The new metrics: agent throughput, verification rate, recovery rate
How do you know the agents are actually working?
This is the question every operator asks the second week of running an agentic system in production. The old metrics don't fit. Tickets resolved assumes a human is closing them. Revenue per FTE doesn't know how to count an agent. NPS surveys aren't going to tell you that your support agent silently dropped half its tickets last Thursday.
You need a new vocabulary. Here it is, with formulas, with real numbers, and with the 20 lines of code you need to start tracking them today.
TL;DR
- The three metrics that matter most for an agentic-AI-first business are throughput, verification rate, and recovery rate. Track these three before anything else.
- Throughput = units of work produced per agent per day. The "units" are whatever the agent's job description says it ships (emails sent, posts published, tickets closed, leads qualified).
- Verification rate = the percentage of agent outputs that pass an independent check. If you don't have an independent check, the agent isn't running in production, it's running in trust.
- Recovery rate = the percentage of failures the system caught and fixed without a human in the loop. High recovery rate is the difference between a working system and a system that needs a babysitter.
- Two secondary metrics also matter: drift rate (how often the agent did something outside its authority envelope) and silent-green rate (how often the agent logged success with zero actual output).

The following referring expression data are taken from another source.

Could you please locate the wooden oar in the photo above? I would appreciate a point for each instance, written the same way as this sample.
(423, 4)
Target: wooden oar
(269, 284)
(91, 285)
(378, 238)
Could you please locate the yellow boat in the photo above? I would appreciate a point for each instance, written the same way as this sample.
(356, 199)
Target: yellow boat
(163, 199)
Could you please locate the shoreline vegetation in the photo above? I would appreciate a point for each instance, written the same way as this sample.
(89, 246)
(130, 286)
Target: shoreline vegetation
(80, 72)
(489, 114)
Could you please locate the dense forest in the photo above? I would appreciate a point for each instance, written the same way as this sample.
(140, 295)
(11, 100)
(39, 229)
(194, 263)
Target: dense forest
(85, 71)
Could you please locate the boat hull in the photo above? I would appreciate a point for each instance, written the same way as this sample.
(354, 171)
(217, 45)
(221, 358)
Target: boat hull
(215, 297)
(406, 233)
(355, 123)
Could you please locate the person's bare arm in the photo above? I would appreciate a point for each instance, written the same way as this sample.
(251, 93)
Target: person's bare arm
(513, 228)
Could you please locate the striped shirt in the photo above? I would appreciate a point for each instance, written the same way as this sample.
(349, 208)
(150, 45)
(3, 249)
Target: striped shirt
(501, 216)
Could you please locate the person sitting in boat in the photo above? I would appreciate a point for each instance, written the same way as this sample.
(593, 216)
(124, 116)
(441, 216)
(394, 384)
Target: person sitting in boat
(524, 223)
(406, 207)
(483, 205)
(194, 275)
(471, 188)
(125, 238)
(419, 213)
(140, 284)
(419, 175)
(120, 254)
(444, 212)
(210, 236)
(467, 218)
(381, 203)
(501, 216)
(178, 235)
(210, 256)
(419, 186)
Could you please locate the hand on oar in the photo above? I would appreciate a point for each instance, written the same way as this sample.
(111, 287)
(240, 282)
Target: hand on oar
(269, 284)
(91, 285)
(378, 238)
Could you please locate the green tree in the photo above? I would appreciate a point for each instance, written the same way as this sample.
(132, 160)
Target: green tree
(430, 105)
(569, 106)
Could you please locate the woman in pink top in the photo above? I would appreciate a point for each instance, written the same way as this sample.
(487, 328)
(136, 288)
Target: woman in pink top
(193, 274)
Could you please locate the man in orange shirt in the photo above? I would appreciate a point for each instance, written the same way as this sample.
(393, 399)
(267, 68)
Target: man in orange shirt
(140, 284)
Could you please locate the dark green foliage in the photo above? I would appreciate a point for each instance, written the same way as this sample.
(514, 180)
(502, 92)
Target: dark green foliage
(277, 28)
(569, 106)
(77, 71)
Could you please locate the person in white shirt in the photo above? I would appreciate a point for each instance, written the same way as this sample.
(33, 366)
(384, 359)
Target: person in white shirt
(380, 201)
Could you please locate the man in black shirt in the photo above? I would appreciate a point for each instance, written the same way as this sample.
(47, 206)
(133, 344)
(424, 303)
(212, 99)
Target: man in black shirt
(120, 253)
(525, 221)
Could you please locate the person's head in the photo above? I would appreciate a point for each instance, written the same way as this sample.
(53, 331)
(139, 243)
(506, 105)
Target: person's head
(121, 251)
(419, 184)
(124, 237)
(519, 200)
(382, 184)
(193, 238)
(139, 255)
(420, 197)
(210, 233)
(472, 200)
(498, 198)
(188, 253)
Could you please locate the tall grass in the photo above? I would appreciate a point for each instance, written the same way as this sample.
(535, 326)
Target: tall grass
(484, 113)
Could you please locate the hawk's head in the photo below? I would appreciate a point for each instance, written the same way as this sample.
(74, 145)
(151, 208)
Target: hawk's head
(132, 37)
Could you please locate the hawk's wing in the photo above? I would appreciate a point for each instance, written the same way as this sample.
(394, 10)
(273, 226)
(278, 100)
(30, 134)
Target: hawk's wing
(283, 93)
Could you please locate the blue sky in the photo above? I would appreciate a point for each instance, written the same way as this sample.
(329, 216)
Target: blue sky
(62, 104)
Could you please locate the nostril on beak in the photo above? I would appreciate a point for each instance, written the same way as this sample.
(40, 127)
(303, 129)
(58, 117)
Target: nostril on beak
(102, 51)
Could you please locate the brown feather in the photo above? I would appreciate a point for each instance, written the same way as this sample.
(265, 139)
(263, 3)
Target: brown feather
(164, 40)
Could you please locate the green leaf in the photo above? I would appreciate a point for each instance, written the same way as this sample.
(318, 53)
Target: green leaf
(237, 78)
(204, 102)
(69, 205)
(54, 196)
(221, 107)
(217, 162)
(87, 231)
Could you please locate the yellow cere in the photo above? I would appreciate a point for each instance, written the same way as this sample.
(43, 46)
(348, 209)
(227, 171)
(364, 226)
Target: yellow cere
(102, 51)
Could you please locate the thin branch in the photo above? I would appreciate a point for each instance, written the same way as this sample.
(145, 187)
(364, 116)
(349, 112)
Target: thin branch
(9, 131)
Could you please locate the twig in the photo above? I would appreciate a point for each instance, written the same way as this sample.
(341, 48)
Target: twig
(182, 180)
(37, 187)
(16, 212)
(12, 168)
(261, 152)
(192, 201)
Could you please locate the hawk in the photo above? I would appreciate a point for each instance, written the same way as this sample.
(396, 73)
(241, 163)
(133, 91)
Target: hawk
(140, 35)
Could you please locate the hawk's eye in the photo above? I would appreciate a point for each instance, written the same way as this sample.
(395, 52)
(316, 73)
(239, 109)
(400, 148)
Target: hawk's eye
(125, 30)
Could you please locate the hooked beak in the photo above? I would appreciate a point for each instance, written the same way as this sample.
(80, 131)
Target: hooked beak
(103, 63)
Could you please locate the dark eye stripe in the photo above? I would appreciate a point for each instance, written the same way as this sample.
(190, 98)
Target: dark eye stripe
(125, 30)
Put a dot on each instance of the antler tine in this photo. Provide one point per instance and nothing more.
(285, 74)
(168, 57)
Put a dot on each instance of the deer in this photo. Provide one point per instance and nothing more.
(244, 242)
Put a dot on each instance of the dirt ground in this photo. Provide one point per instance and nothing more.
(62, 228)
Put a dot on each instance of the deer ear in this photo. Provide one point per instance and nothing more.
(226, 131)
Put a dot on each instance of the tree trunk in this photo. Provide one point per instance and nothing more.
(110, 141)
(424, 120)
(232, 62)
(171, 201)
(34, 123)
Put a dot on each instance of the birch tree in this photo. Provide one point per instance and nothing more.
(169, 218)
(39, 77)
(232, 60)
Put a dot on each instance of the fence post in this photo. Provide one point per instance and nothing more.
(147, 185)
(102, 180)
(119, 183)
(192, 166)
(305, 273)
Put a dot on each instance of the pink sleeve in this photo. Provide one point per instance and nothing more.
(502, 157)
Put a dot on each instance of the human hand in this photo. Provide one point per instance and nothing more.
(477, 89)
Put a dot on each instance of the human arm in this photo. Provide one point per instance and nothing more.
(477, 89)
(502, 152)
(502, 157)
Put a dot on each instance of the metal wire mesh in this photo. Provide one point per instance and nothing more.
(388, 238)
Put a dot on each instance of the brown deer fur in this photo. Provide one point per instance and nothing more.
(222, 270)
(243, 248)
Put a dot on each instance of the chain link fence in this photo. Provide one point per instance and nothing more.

Why the old metrics don't work
The metrics every SaaS dashboard ships with assume a human worker. Revenue per FTE was invented to measure how much output you get from a person on payroll. Tickets resolved counts the closes on a human's queue. NPS surveys ask one human about another human's behavior.
None of these work for an agent. An agent doesn't have an FTE cost the same way a person does. An agent can close a ticket without doing the work. An agent can claim a job complete and have produced nothing. The metric you need isn't a re-skinned human metric, it's a new metric that captures what an agent does and doesn't do.
We learned this the hard way. We ran our first agentic outbound stack for two weeks reporting "100% job success rate" because every scheduled task logged exit code zero. We then checked the actual outbox and found that one of the three send branches had been silently failing for nine days. The exit code was lying. The right metric would have caught it on day one.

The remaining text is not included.